Ask HN: Do You Use Boilerplates? - virgil_disgr4ce
I&#x27;ve been doing preparation research for a new SaaS product, and as a solo founder&#x2F;designer&#x2F;developer, I&#x27;m always looking for ways to save time and effort.<p>There are, of course, thousands of different boilerplates for parts of stacks, and some for full stacks, but hardly any for a complete functioning SaaS, including billing pages and functionality (think invoice receipts), account &amp; team management, email notifications, etc. etc.—all the stuff you probably don&#x27;t need to build yourself.  I&#x27;m having an especially hard time finding something like that for a serverless React application (database as a service &amp; lambdas instead of a traditional backend).<p>Do you use boilerplates for new products? Have you ever paid for one?
======
billconan
I only use boilerplate I made myself, because if I don't understand the
components, It's hard for me to customize and integrate them.

------
filipkappa
I use this one:
[https://mdbootstrap.com/freebies/angular/boilerplate/](https://mdbootstrap.com/freebies/angular/boilerplate/)

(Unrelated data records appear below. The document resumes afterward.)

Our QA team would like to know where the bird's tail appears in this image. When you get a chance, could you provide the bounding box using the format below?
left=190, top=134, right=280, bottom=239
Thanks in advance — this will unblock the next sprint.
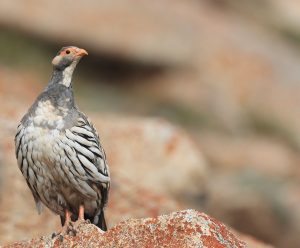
left=84, top=210, right=107, bottom=231
left=94, top=210, right=107, bottom=231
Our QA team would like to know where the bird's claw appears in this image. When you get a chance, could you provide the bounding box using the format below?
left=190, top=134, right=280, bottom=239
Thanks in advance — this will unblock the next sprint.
left=52, top=221, right=75, bottom=239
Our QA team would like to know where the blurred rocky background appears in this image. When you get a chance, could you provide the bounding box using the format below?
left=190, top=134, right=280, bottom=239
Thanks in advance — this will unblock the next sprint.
left=0, top=0, right=300, bottom=247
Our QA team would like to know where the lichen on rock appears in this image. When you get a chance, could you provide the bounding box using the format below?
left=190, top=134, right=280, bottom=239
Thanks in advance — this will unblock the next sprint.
left=5, top=210, right=247, bottom=248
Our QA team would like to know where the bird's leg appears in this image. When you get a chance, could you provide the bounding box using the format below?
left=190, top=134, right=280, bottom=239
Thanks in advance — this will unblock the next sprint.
left=78, top=204, right=85, bottom=221
left=64, top=209, right=71, bottom=226
left=60, top=209, right=72, bottom=233
left=73, top=204, right=86, bottom=230
left=53, top=209, right=72, bottom=238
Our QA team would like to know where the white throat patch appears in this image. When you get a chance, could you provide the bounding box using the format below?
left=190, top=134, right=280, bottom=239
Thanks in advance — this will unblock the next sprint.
left=61, top=62, right=77, bottom=87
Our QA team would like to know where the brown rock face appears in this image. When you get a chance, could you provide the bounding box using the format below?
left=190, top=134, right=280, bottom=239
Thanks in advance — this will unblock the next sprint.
left=5, top=210, right=247, bottom=248
left=93, top=116, right=207, bottom=202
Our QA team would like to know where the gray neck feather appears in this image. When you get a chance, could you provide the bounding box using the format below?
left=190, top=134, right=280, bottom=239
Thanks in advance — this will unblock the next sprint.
left=48, top=70, right=63, bottom=87
left=40, top=63, right=77, bottom=110
left=21, top=62, right=78, bottom=125
left=47, top=62, right=77, bottom=89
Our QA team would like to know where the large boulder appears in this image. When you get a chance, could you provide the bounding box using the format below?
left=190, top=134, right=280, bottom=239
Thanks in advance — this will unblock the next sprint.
left=5, top=210, right=249, bottom=248
left=93, top=116, right=207, bottom=202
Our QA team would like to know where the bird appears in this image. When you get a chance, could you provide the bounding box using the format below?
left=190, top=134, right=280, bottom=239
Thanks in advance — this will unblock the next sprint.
left=14, top=46, right=110, bottom=232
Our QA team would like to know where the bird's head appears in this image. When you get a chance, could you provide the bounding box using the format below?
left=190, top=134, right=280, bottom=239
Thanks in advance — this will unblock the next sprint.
left=52, top=46, right=88, bottom=70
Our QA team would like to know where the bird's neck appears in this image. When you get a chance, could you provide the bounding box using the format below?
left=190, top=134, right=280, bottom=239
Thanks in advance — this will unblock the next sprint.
left=48, top=63, right=77, bottom=88
left=40, top=82, right=75, bottom=111
left=41, top=66, right=76, bottom=110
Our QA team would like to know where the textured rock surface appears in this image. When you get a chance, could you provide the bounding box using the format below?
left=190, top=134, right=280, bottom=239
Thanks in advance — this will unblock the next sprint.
left=5, top=210, right=247, bottom=248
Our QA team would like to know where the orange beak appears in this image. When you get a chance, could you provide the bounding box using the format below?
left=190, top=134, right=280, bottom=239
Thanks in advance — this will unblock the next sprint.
left=75, top=48, right=88, bottom=57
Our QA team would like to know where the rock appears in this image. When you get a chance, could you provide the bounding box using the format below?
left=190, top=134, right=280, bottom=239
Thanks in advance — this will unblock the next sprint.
left=204, top=170, right=300, bottom=247
left=93, top=116, right=207, bottom=203
left=0, top=0, right=198, bottom=66
left=192, top=131, right=300, bottom=247
left=124, top=0, right=300, bottom=148
left=269, top=0, right=300, bottom=28
left=106, top=174, right=182, bottom=226
left=218, top=0, right=300, bottom=40
left=197, top=133, right=298, bottom=178
left=4, top=210, right=247, bottom=248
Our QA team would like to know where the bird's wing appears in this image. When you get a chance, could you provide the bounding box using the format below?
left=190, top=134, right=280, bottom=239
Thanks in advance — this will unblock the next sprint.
left=60, top=112, right=110, bottom=205
left=15, top=113, right=110, bottom=210
left=15, top=123, right=44, bottom=214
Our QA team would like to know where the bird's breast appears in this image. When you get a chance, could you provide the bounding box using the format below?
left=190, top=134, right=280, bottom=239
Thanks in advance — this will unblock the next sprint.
left=31, top=100, right=68, bottom=129
left=22, top=123, right=61, bottom=161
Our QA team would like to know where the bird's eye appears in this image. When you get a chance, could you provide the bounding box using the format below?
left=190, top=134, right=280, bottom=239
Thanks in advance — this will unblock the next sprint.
left=66, top=50, right=70, bottom=54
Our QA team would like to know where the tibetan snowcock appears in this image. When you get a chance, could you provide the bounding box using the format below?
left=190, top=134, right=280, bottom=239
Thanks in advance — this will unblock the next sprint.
left=15, top=46, right=110, bottom=232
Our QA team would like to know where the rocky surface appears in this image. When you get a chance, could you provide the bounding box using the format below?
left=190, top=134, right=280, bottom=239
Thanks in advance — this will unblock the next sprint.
left=5, top=210, right=249, bottom=248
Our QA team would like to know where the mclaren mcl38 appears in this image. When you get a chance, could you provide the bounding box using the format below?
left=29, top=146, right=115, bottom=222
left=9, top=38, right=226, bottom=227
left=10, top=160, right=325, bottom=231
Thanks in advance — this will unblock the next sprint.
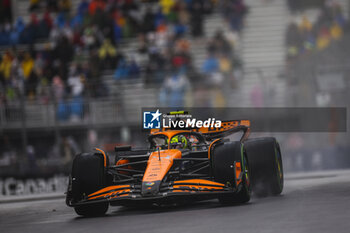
left=66, top=120, right=284, bottom=216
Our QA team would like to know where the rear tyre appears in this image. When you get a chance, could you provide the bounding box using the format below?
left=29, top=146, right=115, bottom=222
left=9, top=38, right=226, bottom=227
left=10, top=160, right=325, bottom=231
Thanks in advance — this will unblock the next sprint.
left=245, top=137, right=284, bottom=197
left=70, top=153, right=109, bottom=216
left=211, top=141, right=251, bottom=205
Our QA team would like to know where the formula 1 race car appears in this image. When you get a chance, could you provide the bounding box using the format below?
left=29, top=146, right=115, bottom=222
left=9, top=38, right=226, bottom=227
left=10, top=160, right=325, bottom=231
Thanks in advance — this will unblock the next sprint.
left=66, top=120, right=284, bottom=216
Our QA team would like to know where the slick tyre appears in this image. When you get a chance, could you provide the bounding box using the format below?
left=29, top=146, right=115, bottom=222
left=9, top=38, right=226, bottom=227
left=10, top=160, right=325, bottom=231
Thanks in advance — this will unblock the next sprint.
left=245, top=137, right=284, bottom=197
left=211, top=141, right=251, bottom=204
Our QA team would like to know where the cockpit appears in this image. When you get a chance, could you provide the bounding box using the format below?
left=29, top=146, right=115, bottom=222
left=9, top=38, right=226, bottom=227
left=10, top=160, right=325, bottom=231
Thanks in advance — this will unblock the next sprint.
left=149, top=132, right=207, bottom=151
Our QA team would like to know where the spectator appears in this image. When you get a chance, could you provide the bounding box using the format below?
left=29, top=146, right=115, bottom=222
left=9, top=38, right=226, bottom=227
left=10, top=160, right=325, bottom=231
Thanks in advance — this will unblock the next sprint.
left=21, top=52, right=34, bottom=80
left=178, top=2, right=190, bottom=25
left=55, top=12, right=67, bottom=29
left=20, top=14, right=39, bottom=44
left=114, top=58, right=140, bottom=80
left=114, top=58, right=128, bottom=80
left=52, top=75, right=64, bottom=101
left=67, top=66, right=84, bottom=97
left=221, top=0, right=247, bottom=32
left=286, top=21, right=301, bottom=60
left=0, top=52, right=13, bottom=82
left=37, top=12, right=53, bottom=39
left=77, top=0, right=89, bottom=15
left=219, top=54, right=232, bottom=78
left=89, top=0, right=106, bottom=15
left=46, top=0, right=58, bottom=11
left=82, top=26, right=98, bottom=50
left=98, top=39, right=117, bottom=69
left=21, top=52, right=36, bottom=98
left=54, top=36, right=74, bottom=78
left=113, top=21, right=123, bottom=44
left=14, top=17, right=25, bottom=35
left=29, top=0, right=40, bottom=12
left=160, top=68, right=190, bottom=107
left=173, top=19, right=187, bottom=38
left=70, top=12, right=84, bottom=28
left=142, top=7, right=156, bottom=34
left=299, top=15, right=312, bottom=32
left=67, top=67, right=84, bottom=121
left=36, top=75, right=50, bottom=104
left=43, top=11, right=53, bottom=29
left=128, top=59, right=141, bottom=79
left=316, top=27, right=331, bottom=50
left=160, top=0, right=176, bottom=15
left=190, top=1, right=204, bottom=37
left=62, top=23, right=73, bottom=41
left=201, top=53, right=219, bottom=74
left=0, top=28, right=9, bottom=46
left=0, top=0, right=12, bottom=24
left=59, top=0, right=72, bottom=12
left=330, top=22, right=343, bottom=40
left=52, top=75, right=69, bottom=121
left=72, top=27, right=84, bottom=47
left=208, top=30, right=233, bottom=56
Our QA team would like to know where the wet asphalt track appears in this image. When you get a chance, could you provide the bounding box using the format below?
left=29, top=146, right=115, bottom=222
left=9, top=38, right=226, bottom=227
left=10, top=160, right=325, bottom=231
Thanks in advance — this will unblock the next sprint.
left=1, top=170, right=350, bottom=233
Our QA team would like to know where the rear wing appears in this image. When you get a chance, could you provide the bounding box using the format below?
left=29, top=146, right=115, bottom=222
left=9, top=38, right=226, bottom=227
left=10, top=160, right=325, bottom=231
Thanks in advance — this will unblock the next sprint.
left=198, top=120, right=250, bottom=140
left=150, top=120, right=250, bottom=141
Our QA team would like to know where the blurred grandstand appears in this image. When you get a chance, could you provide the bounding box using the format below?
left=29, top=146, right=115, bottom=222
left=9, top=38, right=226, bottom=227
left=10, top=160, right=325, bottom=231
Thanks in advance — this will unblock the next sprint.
left=0, top=0, right=350, bottom=190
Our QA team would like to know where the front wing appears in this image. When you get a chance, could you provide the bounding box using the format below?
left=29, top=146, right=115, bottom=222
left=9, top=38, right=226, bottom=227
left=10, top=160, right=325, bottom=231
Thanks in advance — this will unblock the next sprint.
left=70, top=179, right=241, bottom=206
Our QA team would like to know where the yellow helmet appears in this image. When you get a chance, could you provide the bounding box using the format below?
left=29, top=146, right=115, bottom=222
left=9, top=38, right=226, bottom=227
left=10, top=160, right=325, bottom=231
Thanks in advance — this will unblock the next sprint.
left=170, top=135, right=188, bottom=149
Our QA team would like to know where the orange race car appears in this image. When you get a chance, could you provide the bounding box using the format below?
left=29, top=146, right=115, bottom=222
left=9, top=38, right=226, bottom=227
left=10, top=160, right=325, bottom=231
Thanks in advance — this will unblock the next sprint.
left=66, top=120, right=284, bottom=217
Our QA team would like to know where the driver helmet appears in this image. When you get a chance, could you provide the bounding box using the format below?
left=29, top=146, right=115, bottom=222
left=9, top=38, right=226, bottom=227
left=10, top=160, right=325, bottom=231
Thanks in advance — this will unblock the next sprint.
left=170, top=135, right=188, bottom=149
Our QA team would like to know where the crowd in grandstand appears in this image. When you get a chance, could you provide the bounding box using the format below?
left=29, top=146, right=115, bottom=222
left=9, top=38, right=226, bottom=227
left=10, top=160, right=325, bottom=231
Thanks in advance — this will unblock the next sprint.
left=286, top=0, right=349, bottom=62
left=0, top=0, right=249, bottom=174
left=0, top=0, right=247, bottom=114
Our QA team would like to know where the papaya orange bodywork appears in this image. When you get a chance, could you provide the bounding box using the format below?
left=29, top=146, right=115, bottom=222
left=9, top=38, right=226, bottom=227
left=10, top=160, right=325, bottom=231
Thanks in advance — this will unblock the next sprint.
left=116, top=159, right=131, bottom=174
left=208, top=138, right=221, bottom=159
left=95, top=148, right=107, bottom=167
left=173, top=179, right=225, bottom=192
left=143, top=149, right=182, bottom=182
left=172, top=185, right=223, bottom=192
left=173, top=179, right=225, bottom=186
left=88, top=185, right=131, bottom=200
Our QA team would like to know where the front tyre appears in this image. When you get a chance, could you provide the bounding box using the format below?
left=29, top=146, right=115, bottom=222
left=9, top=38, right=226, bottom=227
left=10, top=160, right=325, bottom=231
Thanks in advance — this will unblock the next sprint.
left=218, top=152, right=251, bottom=205
left=67, top=152, right=109, bottom=216
left=211, top=141, right=251, bottom=205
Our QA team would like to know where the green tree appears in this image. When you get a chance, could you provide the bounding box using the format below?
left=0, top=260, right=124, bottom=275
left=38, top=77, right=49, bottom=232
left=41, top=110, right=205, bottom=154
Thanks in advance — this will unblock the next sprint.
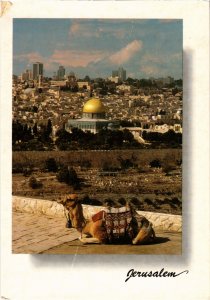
left=33, top=123, right=38, bottom=135
left=57, top=166, right=80, bottom=188
left=45, top=158, right=58, bottom=172
left=28, top=176, right=43, bottom=189
left=46, top=119, right=52, bottom=136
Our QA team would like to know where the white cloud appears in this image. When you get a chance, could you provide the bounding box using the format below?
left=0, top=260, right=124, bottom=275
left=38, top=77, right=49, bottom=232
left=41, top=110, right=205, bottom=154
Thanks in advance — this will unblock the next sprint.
left=14, top=52, right=44, bottom=63
left=69, top=20, right=130, bottom=39
left=98, top=26, right=126, bottom=39
left=14, top=49, right=109, bottom=71
left=69, top=21, right=100, bottom=38
left=142, top=53, right=167, bottom=64
left=109, top=40, right=143, bottom=65
left=141, top=52, right=182, bottom=66
left=140, top=65, right=161, bottom=76
left=50, top=50, right=108, bottom=68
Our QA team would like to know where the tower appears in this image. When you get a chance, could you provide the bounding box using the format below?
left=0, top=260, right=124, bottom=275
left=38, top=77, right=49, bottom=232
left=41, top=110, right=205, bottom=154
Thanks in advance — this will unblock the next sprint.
left=57, top=66, right=65, bottom=80
left=111, top=67, right=126, bottom=82
left=118, top=67, right=126, bottom=81
left=33, top=62, right=43, bottom=80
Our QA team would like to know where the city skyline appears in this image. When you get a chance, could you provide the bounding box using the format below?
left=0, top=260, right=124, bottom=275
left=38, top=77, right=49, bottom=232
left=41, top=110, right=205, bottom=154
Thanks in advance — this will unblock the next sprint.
left=13, top=19, right=182, bottom=79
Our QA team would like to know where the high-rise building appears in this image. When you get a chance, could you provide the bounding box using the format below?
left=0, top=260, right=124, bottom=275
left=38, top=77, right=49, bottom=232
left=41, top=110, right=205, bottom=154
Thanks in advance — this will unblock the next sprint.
left=20, top=69, right=32, bottom=81
left=33, top=62, right=43, bottom=80
left=57, top=66, right=65, bottom=80
left=112, top=67, right=126, bottom=82
left=118, top=67, right=126, bottom=81
left=112, top=70, right=118, bottom=77
left=162, top=76, right=174, bottom=85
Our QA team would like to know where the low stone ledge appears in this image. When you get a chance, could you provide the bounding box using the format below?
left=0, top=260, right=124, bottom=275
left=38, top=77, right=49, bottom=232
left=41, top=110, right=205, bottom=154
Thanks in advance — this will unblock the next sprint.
left=12, top=196, right=182, bottom=232
left=13, top=196, right=65, bottom=218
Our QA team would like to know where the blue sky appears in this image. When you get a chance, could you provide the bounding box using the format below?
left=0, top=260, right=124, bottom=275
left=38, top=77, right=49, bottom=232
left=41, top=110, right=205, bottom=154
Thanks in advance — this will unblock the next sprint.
left=13, top=19, right=182, bottom=79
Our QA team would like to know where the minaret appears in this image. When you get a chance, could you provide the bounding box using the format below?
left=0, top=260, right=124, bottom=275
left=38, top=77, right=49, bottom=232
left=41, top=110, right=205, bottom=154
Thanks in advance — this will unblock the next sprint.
left=38, top=75, right=43, bottom=88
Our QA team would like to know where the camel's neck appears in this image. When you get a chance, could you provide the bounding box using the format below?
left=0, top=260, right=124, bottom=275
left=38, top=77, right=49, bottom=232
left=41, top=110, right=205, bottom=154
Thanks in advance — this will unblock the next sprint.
left=68, top=203, right=86, bottom=232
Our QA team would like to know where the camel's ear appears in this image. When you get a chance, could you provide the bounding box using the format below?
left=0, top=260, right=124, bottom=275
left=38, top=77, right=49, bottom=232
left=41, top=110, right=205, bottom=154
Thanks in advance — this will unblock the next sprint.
left=56, top=196, right=63, bottom=204
left=58, top=199, right=65, bottom=206
left=61, top=194, right=79, bottom=204
left=126, top=200, right=131, bottom=207
left=57, top=195, right=69, bottom=206
left=126, top=200, right=133, bottom=211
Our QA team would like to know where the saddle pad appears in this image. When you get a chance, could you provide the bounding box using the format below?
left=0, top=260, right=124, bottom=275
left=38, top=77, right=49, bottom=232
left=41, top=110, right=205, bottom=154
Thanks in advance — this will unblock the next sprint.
left=104, top=206, right=130, bottom=213
left=105, top=210, right=132, bottom=241
left=92, top=210, right=105, bottom=222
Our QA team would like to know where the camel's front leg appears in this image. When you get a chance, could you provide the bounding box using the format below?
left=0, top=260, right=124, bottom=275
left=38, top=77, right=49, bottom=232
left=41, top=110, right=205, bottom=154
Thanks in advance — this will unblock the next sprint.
left=151, top=228, right=156, bottom=239
left=79, top=237, right=101, bottom=244
left=132, top=226, right=153, bottom=245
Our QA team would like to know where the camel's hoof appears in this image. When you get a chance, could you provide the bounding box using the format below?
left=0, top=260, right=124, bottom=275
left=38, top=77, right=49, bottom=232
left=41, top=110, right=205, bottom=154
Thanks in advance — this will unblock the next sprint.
left=79, top=237, right=101, bottom=244
left=79, top=238, right=88, bottom=244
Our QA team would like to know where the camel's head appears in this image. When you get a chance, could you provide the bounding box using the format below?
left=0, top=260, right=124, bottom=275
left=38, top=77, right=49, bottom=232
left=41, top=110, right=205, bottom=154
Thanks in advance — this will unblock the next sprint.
left=59, top=194, right=80, bottom=210
left=59, top=194, right=85, bottom=231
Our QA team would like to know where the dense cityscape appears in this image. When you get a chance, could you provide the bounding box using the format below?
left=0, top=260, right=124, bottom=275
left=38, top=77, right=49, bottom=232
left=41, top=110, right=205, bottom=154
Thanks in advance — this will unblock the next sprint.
left=12, top=61, right=182, bottom=150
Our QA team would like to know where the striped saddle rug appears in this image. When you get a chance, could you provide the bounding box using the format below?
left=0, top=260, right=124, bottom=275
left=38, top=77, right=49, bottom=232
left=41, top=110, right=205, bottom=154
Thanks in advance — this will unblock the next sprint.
left=104, top=207, right=133, bottom=242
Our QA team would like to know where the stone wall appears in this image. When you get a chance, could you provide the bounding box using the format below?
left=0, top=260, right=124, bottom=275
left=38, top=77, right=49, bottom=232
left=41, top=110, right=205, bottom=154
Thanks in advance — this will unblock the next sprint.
left=12, top=196, right=182, bottom=232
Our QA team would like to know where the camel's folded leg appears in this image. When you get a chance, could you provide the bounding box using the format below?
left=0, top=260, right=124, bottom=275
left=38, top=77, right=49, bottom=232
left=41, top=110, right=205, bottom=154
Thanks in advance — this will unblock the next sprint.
left=132, top=226, right=154, bottom=245
left=151, top=228, right=156, bottom=239
left=79, top=237, right=101, bottom=244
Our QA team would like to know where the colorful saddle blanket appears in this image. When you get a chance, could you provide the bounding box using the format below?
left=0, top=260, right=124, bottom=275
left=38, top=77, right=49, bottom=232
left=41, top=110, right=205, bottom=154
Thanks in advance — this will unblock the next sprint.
left=92, top=210, right=105, bottom=222
left=104, top=207, right=133, bottom=242
left=91, top=207, right=153, bottom=243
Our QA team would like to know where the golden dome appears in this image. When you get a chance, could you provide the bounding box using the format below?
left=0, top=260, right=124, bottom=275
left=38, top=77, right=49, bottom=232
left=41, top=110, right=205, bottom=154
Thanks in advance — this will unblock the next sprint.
left=83, top=98, right=106, bottom=114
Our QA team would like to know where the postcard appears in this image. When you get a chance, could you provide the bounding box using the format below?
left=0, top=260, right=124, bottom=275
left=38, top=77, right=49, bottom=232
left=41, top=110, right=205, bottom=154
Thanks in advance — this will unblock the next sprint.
left=12, top=17, right=183, bottom=255
left=1, top=1, right=209, bottom=299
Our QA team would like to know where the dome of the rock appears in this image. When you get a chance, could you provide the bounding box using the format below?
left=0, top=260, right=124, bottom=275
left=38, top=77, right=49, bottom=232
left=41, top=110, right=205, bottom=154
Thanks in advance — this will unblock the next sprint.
left=83, top=98, right=106, bottom=114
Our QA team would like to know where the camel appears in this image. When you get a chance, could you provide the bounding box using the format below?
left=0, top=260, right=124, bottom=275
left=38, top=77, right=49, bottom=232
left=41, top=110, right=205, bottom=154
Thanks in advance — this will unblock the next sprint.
left=59, top=194, right=156, bottom=245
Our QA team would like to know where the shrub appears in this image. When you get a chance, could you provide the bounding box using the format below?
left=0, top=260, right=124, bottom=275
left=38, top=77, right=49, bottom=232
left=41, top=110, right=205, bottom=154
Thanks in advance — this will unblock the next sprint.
left=118, top=157, right=134, bottom=170
left=57, top=166, right=69, bottom=183
left=45, top=158, right=58, bottom=172
left=56, top=166, right=80, bottom=188
left=102, top=161, right=110, bottom=171
left=155, top=199, right=163, bottom=205
left=152, top=200, right=160, bottom=209
left=149, top=159, right=161, bottom=168
left=28, top=176, right=43, bottom=189
left=163, top=198, right=170, bottom=204
left=23, top=167, right=33, bottom=177
left=118, top=197, right=126, bottom=206
left=91, top=199, right=102, bottom=206
left=171, top=197, right=181, bottom=206
left=137, top=166, right=150, bottom=173
left=162, top=164, right=176, bottom=175
left=81, top=196, right=102, bottom=206
left=144, top=198, right=153, bottom=205
left=130, top=197, right=141, bottom=206
left=12, top=163, right=23, bottom=174
left=80, top=160, right=92, bottom=169
left=176, top=159, right=182, bottom=166
left=82, top=195, right=91, bottom=204
left=104, top=198, right=115, bottom=207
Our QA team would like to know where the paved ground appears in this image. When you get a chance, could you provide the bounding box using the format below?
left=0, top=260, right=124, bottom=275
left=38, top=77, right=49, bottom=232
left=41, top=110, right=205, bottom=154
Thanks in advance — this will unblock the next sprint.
left=12, top=211, right=80, bottom=254
left=12, top=211, right=182, bottom=254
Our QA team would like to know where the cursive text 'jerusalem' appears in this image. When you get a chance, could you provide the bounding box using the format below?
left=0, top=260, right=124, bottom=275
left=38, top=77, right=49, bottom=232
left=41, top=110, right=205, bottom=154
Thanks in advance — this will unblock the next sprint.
left=125, top=268, right=189, bottom=282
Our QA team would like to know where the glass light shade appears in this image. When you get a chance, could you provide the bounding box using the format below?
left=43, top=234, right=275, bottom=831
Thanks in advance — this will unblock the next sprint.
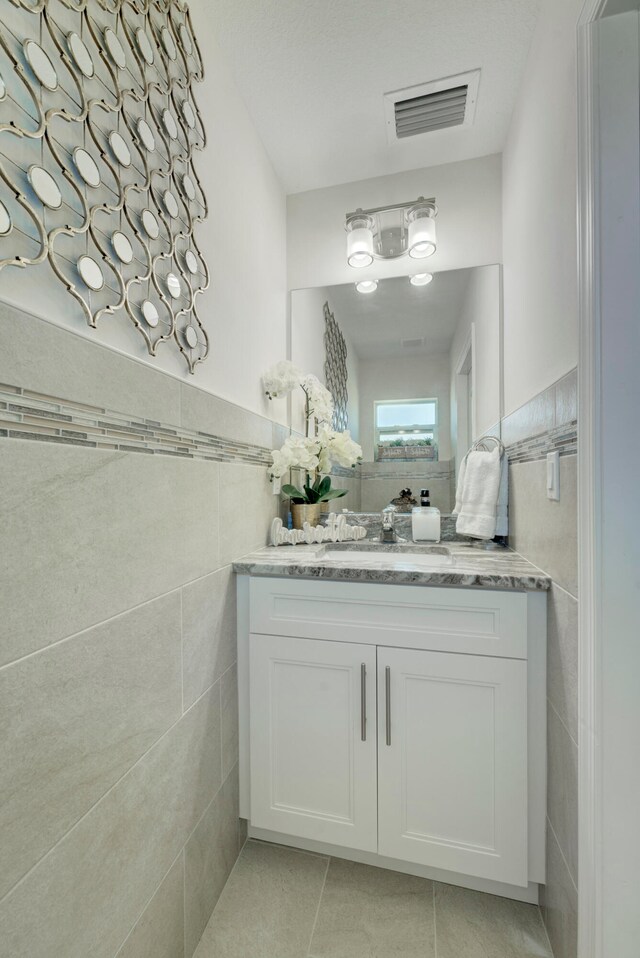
left=408, top=215, right=436, bottom=259
left=409, top=272, right=433, bottom=286
left=355, top=280, right=378, bottom=294
left=346, top=222, right=374, bottom=268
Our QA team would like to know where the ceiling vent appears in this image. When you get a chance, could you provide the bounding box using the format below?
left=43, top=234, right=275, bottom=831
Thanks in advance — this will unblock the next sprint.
left=401, top=337, right=425, bottom=349
left=384, top=70, right=480, bottom=145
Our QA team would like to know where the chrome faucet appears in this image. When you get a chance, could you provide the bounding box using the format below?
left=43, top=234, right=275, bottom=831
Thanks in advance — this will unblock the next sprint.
left=379, top=506, right=399, bottom=543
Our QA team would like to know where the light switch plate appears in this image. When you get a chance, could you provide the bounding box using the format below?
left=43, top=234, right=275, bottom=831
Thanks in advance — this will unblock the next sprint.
left=546, top=451, right=560, bottom=501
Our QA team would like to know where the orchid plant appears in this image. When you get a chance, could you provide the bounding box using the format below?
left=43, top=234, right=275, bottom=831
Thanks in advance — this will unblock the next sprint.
left=263, top=360, right=362, bottom=504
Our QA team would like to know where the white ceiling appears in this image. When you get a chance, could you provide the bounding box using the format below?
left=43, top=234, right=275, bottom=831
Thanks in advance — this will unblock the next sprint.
left=325, top=269, right=471, bottom=361
left=208, top=0, right=541, bottom=194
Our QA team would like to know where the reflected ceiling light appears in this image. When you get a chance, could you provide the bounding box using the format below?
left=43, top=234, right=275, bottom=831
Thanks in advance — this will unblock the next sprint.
left=355, top=279, right=378, bottom=294
left=409, top=272, right=433, bottom=287
left=346, top=196, right=437, bottom=267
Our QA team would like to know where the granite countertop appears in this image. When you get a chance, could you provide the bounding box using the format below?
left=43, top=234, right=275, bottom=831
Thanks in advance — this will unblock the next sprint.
left=232, top=540, right=551, bottom=592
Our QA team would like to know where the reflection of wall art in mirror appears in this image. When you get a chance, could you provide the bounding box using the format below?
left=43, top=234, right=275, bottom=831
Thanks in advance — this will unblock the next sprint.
left=0, top=0, right=210, bottom=373
left=324, top=302, right=349, bottom=432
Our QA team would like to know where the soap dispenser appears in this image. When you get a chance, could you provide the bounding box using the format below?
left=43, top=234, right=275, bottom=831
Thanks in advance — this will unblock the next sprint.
left=412, top=489, right=441, bottom=542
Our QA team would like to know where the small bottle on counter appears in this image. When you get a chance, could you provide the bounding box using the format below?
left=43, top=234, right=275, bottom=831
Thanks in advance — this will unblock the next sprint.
left=412, top=505, right=441, bottom=542
left=420, top=489, right=431, bottom=506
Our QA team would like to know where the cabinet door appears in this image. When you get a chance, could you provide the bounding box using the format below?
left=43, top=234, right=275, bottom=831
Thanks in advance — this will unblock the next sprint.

It's an open-sourced Angular CRUD application starter with NgRx state
management and Firebase backend.

This one is free

------
TickMark
Yeah, but the one I put together. It saves time, reduces number of decision
points when starting a new project. I can concentrate on the product itself
instead of the libraries and architectures.

In between projects, I try to update libraries or switch to new ones. It
really helps if you assemble the boilerplate yourself, cause you know the
logic behind every decision.

Of course I looked for inspiration in other people's boilerplates, it took me
two weeks for the initial research and experimentation.

------
gitgud
As far as opportunities for new products, if you can find a useful abstraction
to remove a boilerplate component _without_ losing too much customisation...
then you've won. Here's some boilerplate I have to write often:

\- Login pages

\- Simple app state management

\- Crud forms, view, edit, list objects

------
sellingwebsite
I have scripts, snippets, CSS skeletons, checklists that I try to reuse
between projects, but that's about it. I have tried to build one for myself,
but it just doesn't worth the effort, unless you are launching a large number
of projects.